She has firsthand knowledge of how frustrating life is when you can't communicate.
I haven't read the book her husband wrote, that just came out last week. I just read the excerpts in People magazine. But a few words and phrases just jumped off the pages at me.
"...until Gabby was injured, I'd never once considered how disabling it is to not be able to speak."
This is the case for most of us. I don't think any of us who haven't experienced it can consider fully what it would be like not to be able to speak the words that are in your head. Gabby knows. And Mark has had reason to consider it.
"If people can't ask questions, it's not always easy to have a conversation with them. You don't realize that until you spend your life with someone unable to ask a question."
Think about how much mental effort goes into asking a question. The process. You have to wonder something.
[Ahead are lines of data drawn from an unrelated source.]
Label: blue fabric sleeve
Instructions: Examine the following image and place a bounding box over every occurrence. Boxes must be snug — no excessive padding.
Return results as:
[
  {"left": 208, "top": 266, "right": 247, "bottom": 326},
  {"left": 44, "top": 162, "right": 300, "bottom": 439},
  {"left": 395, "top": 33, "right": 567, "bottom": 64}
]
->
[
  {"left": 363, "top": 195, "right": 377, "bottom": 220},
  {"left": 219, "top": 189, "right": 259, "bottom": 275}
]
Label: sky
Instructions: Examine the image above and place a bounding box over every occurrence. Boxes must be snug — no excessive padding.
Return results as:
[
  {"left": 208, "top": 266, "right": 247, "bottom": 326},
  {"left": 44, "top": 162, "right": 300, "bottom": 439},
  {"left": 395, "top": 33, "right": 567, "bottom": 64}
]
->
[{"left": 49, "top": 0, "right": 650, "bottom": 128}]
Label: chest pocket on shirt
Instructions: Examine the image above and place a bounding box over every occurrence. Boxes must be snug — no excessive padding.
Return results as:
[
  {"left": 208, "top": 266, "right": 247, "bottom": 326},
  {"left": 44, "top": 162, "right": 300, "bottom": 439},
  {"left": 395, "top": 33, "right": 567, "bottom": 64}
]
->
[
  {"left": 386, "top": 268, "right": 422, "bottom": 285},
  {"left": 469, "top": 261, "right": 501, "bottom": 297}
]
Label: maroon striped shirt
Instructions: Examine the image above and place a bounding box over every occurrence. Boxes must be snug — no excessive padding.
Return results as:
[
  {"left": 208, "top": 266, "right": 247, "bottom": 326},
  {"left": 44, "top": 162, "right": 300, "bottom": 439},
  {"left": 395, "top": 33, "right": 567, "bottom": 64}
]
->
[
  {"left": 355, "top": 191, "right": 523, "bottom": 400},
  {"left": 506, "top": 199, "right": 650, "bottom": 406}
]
You have to have the forethought to realize there is something you don't know. Then you have to be able to formulate that thought into a phrase made up of words that will induce the other person to tell you what you are wondering. It's complicated brain activity.
"She had tried to speak and couldn't. She had just figured out that she was trapped. Trapped inside herself. Her eyes were as wide open as I'd ever seen them and the look on her face was one of absolute fear. I could tell what she was thinking: that this was what her life would be like from now on, that she'd never be able to communicate even the simplest word."
These guys know. Actually, they don't really comprehend it the way Gabby does, because it's all they've ever known. Every day they get better at communicating, though. They make requests, but I'm not sure that's the same as asking questions. It's not the same as wondering. Maybe it's a baby step toward wondering.
I guess I just have a newfound respect for my ability to communicate. Everything -- all the workings of our bodies and minds that are normal, typical -- we take it all for granted. The fact that most of us are able to communicate -- to think of questions, pose them and answer them, is such a miracle of the human brain.